GARDOLO. Un ristorante presso la casa circondariale di Spini di Gardolo, sulla falsariga di quello del comune milanese di Bollate. È l'idea lanciata lunedì 19 dicembre anche dal procuratore capo distrettuale di Trento, Sandro Raimondi, al termine del consueto incontro pre-natalizio organizzato presso il tribunale, in cui ha consegnato al personale del proprio ufficio un panettone realizzato dai detenuti della casa circondariale di Padova (ad oggi producono 1.200 panettoni al giorno, per un totale di oltre 60 mila nel periodo natalizio).

«Si tratta di un prodotto di eccellenza, consegnato anche all'ex presidente americano Barack Obama durante la sua ultima visita in Italia - ha spiegato Raimondi. - Rappresenta un esempio serio e concreto di reinserimento dei detenuti nella società.
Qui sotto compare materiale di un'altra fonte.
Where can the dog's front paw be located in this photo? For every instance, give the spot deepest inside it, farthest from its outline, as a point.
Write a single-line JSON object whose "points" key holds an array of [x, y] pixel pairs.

La maggior parte di queste persone poi sono state assunte nelle migliori pasticcerie del territorio, con un riscontro remunerativo importante e soprattutto con grande stabilità. È un'iniziativa che dimostra vicinanza a chi soffre e che ribadisce il vero significato del processo di reinserimento nella quotidianità. A tal proposito, il progetto della pizzeria sarebbe un grande passo avanti nella nostra realtà, seguendo proprio l'esempio di Bollate».

Al momento si tratta solo di un'idea, ma le basi sono già state gettate: è infatti recentemente partito un corso per pizzaioli - una ventina coloro che stanno seguendo il percorso formativo - proprio all'interno della casa circondariale di Spini di Gardolo e in collaborazione con la scuola alberghiera di Levico Terme.

Il progetto, come anticipato, potrebbe culminare con l'apertura di una pizzeria presso la struttura di Spini, in modo simile al ristorante milanese «InGalera», al momento unica attività di questo tipo (e stellato) in Italia, aperto al pubblico e all'interno del quale lavorano i detenuti seguiti da uno chef e un maître professionisti. I carcerati, assunti con regolare contratto, non solo hanno imparato una professione a trecentosessanta gradi, ma hanno avuto anche modo di "spendere" queste competenze in un'occupazione stabile, a contatto con le persone e mettendosi a disposizione degli altri.

Come accennato, le basi sembrano essere solide anche in Trentino, ma ci vorrà del tempo. «La Costituzione prevede il reinserimento dei detenuti nella società, ma deve essere soprattutto un nostro dovere deontologico - ha aggiunto Raimondi. - L'autorità giudiziaria, unitamente a quella che dirige le case circondariali, deve continuare a lavorare sulla sensibilità e sul potenziamento delle professionalità».

Lo spunto per realizzare la pizzeria a Spini di Gardolo è arrivato dalla direttrice della casa circondariale, Annarita Nuzzaci, che ha spiegato così il senso della progettualità: «È una scommessa che vogliamo fare sul futuro. Nonostante il personale impiegato nel settore dell'istruzione, nella nostra struttura, sia ancora al di sotto della quantità ottimale, abbiamo deciso di puntare sulle opportunità da rivolgere ai detenuti. Quella di imparare a fare la pizza, ad esempio. Molti di loro sono giovani e altri sono stranieri, dunque si tratterebbe non solo di insegnare una professione ma di consentire a queste persone di esportarla poi in varie parti del mondo. Al momento abbiamo strutturato tre corsi con un totale di circa venti persone, ma stiamo lavorando per "costruire" periodi brevi, di tre mesi in tre mesi, con il sostegno della scuola di Levico. La pizzeria è un progetto sul quale lavoreremo, ma è presto per fornire dettagli certi: intanto partiamo dalla cosa più importante, ovvero garantire a tutti una formazione completa e adeguata».